Choosing paint colors can be overwhelming. There are thousands of paint colors to choose from, and, on top of that, paint is tricky. A color can look great in a photo, on the sample card, or in the can, but sometimes as soon as it goes on your wall you know, “That is not it.” Lighting (both natural and artificial), time of day, location, and furniture all affect the way paint looks on the wall. Your living room wall color may look blue, but once you put your gray sofa next too it, it’s purple! Eek!

Painting mistakes can cost a lot of time and money. I’ve put together a few tips I’ve learned over the years and some of my favorite colors recently that will hopefully ease the stress of choosing the right paint color for your next project.
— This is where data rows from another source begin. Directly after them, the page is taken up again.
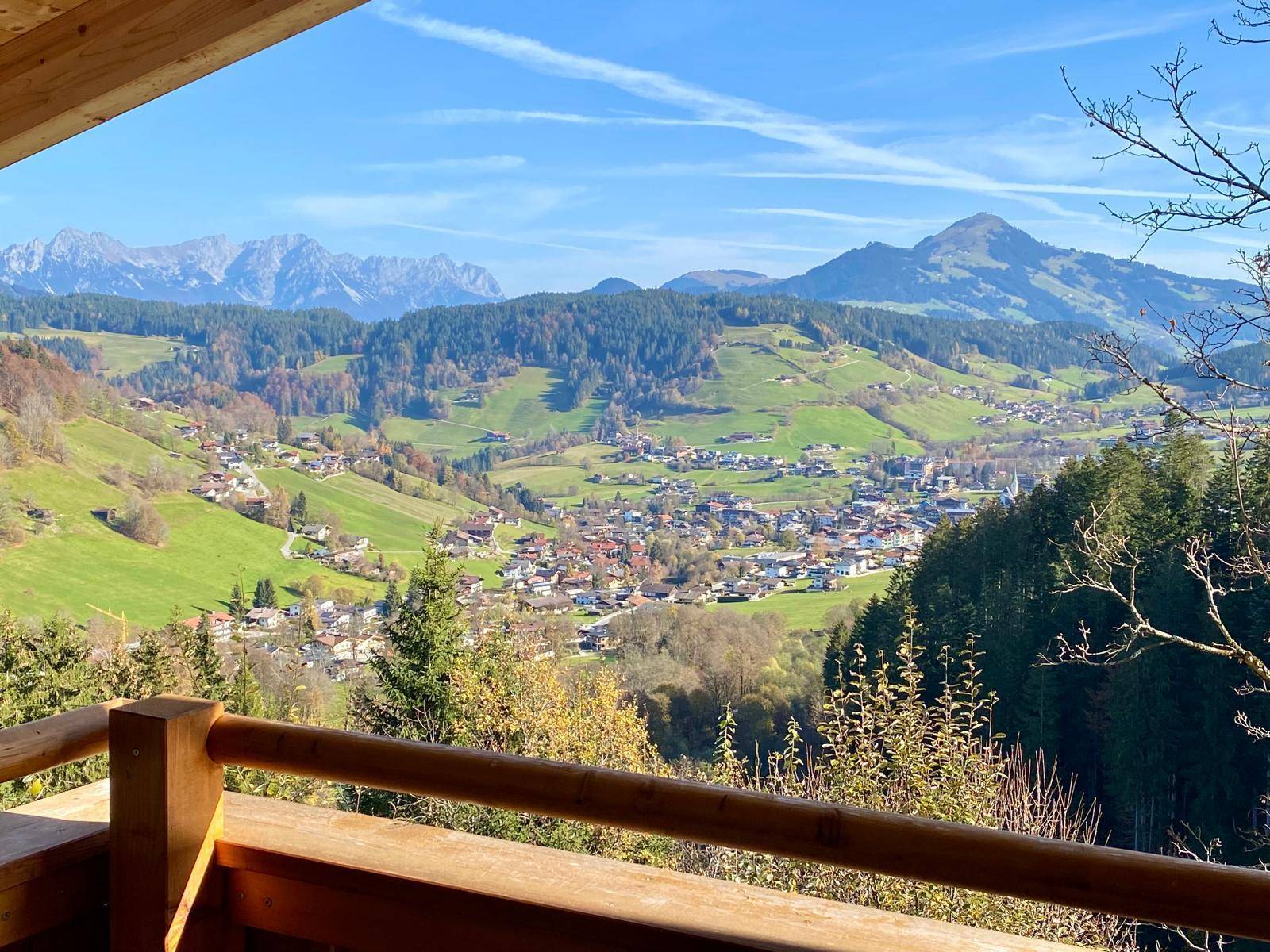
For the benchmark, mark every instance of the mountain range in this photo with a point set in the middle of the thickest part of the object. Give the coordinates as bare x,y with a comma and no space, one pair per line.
285,271
978,267
983,267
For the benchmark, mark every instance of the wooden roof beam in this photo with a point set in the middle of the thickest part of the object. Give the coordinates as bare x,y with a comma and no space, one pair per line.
103,57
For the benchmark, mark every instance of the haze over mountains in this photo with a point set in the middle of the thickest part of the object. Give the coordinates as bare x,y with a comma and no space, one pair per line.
285,271
979,267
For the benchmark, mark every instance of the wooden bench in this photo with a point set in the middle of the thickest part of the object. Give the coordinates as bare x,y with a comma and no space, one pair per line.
361,882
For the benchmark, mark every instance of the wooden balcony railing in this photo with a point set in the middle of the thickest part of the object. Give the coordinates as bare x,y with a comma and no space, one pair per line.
190,867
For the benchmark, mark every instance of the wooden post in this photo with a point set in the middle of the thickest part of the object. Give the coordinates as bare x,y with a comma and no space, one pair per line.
165,818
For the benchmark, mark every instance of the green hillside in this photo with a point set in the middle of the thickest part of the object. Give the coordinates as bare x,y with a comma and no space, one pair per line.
394,522
124,353
329,365
526,405
82,562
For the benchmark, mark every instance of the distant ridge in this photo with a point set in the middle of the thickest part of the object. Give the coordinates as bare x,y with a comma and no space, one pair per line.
983,267
285,271
614,286
721,279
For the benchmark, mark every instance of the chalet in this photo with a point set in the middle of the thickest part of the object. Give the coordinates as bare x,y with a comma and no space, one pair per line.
266,619
459,543
546,605
221,624
658,592
478,530
825,582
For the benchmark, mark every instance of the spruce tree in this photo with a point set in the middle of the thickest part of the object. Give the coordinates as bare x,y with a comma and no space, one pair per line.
203,662
266,594
238,603
416,697
391,600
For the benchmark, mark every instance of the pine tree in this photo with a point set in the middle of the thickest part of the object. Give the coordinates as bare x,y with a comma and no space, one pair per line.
238,603
416,700
391,600
266,594
203,662
156,672
300,509
244,691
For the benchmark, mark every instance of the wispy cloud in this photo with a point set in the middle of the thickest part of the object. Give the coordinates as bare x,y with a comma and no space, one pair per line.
844,217
1240,130
465,117
969,182
826,144
487,236
705,106
1080,33
474,164
498,203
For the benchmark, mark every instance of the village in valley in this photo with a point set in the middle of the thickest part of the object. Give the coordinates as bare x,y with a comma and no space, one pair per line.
562,574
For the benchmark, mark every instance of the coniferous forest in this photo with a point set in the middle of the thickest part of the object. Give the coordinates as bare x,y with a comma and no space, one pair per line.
1153,736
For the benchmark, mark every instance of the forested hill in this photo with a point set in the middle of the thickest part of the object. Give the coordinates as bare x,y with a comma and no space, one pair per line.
1151,739
647,348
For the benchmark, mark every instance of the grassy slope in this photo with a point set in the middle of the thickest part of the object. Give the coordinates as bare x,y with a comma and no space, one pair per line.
395,524
84,562
525,405
806,609
329,365
124,353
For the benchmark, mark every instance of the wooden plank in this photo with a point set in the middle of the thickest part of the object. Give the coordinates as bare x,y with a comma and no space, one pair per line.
323,875
54,867
38,905
1222,899
50,835
21,16
31,748
108,56
165,816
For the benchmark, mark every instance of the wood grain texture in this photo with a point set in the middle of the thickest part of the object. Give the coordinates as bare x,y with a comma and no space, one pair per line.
105,57
21,16
1222,899
165,816
55,740
54,867
372,884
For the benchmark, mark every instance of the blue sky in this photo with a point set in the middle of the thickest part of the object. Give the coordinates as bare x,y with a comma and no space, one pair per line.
560,144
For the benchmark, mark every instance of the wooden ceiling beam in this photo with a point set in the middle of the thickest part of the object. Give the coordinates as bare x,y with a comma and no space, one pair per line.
103,57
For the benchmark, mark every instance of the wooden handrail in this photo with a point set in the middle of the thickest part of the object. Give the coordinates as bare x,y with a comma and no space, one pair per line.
1223,899
55,740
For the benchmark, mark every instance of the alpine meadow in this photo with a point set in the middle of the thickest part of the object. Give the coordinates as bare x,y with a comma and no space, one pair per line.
874,554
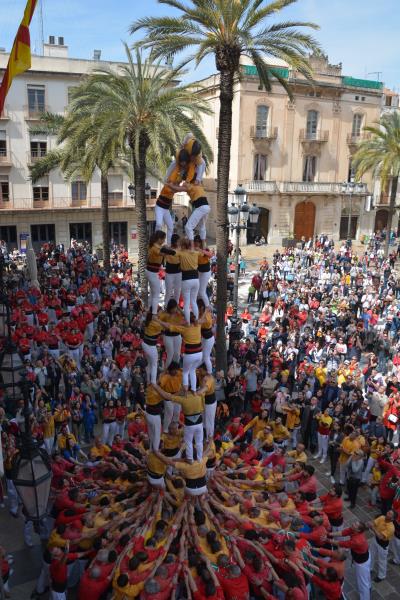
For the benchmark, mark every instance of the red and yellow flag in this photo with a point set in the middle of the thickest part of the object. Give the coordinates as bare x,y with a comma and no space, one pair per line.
20,56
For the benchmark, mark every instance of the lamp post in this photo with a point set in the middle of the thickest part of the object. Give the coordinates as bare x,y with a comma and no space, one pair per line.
31,470
349,188
239,214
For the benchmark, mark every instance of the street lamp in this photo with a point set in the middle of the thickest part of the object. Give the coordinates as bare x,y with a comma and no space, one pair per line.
31,470
348,188
239,216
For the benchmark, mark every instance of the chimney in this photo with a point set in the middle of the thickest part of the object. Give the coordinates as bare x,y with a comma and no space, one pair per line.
55,47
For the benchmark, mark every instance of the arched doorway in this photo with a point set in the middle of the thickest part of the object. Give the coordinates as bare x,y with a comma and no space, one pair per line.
381,218
304,220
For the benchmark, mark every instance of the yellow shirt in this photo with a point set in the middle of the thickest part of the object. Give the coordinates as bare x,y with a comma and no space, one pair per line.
171,383
384,528
192,403
349,446
293,418
298,456
97,452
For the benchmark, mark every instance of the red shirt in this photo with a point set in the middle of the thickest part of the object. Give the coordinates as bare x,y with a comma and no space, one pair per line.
236,588
332,506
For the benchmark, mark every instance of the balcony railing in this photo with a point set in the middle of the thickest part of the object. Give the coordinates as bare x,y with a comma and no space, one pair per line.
354,139
263,133
310,187
63,203
313,136
261,186
34,113
35,155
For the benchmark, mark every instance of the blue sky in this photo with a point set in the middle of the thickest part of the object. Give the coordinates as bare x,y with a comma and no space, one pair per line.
362,34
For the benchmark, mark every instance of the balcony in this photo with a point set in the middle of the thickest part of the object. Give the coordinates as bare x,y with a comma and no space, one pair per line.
310,187
314,136
260,187
5,158
34,113
263,133
355,139
35,155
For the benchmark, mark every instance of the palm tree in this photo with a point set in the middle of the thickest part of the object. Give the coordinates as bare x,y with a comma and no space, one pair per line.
228,29
380,154
142,106
80,155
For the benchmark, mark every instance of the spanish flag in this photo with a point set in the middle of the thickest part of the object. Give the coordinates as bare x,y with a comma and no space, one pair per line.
20,57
  • Every room doesn’t have to be a different color. Trust me: a yellow kitchen, a blue bathroom, and a green living room may seem like a good idea, but let’s leave the split personalities to people not homes. Having a consistent neutral color throughout your main living space will create a balanced flow and provide a blank canvas that can be filled in with colorful accessories and fabrics. After all, if you want color in every room, it is less expensive to buy a new pillow or new dishware than to repaint your walls.
  • Color goes beyond the primaries. Like most of you, I am also tired of the tan walls most often found in rental homes and new builds. “Builder Beige” as I like to call it. BUT, that doesn’t mean you should paint you walls bright green. Color is an infinite spectrum. Grays and beiges are often seen as boring and lifeless, but do you know how many grays and beiges are out there?! Some grays read green, some blue, some purple. Some beiges look like the clay out west, others like a toasted bagel, and others like beach sand. My point is, you can add color to your home without sticking to the basic color wheel. Don’t overlook the beautiful color that exists in the neutrals.
  • Paint a sample on your wall. Don’t skip color sampling, because you’re ready to be done with the painting stage. Paint looks different in every space, so it is important to know that the color you choose looks good in your space. Hang a painted sample board on your wall and live with it for a day or two. Notice how the color changes throughout the day. Move it close to the window one day and in the far corner the next. Hold it next to your existing upholstery or bring it to the store with you if you’re buying new furniture. It will take far less time, money, and stress to sample the paint and choose the right color than it will to skip sampling, choose the wrong color, and have to start from square one.
  • Choose your paint color last, not first. This one seems to be the hardest to grasp for most non-designers. Everyone wants to choose paint colors first when moving into a new home or redecorating a room, and I understand why, but I will honestly say, it is much easier to choose a paint color for a furnished room than for an empty room. Here is why: There is an infinite number of paint colors, but there is a limited number of fabrics and finishes. Start with easiest piece to the puzzle, the piece with the least amount of options. Choose your sofa, your bedding, your rug, and then choose your paint color. Once you’ve nailed down your fabrics and finishes, all you have to do is hold up the paint deck to your furniture and go, “That one, that one, and that one.” Trust me. Choosing your paint color as the final step is far less stressful than walking into the paint store with an empty room in mind saying to yourself, “I have no idea. All of them will work.” Give it try next time, and let me know how it goes!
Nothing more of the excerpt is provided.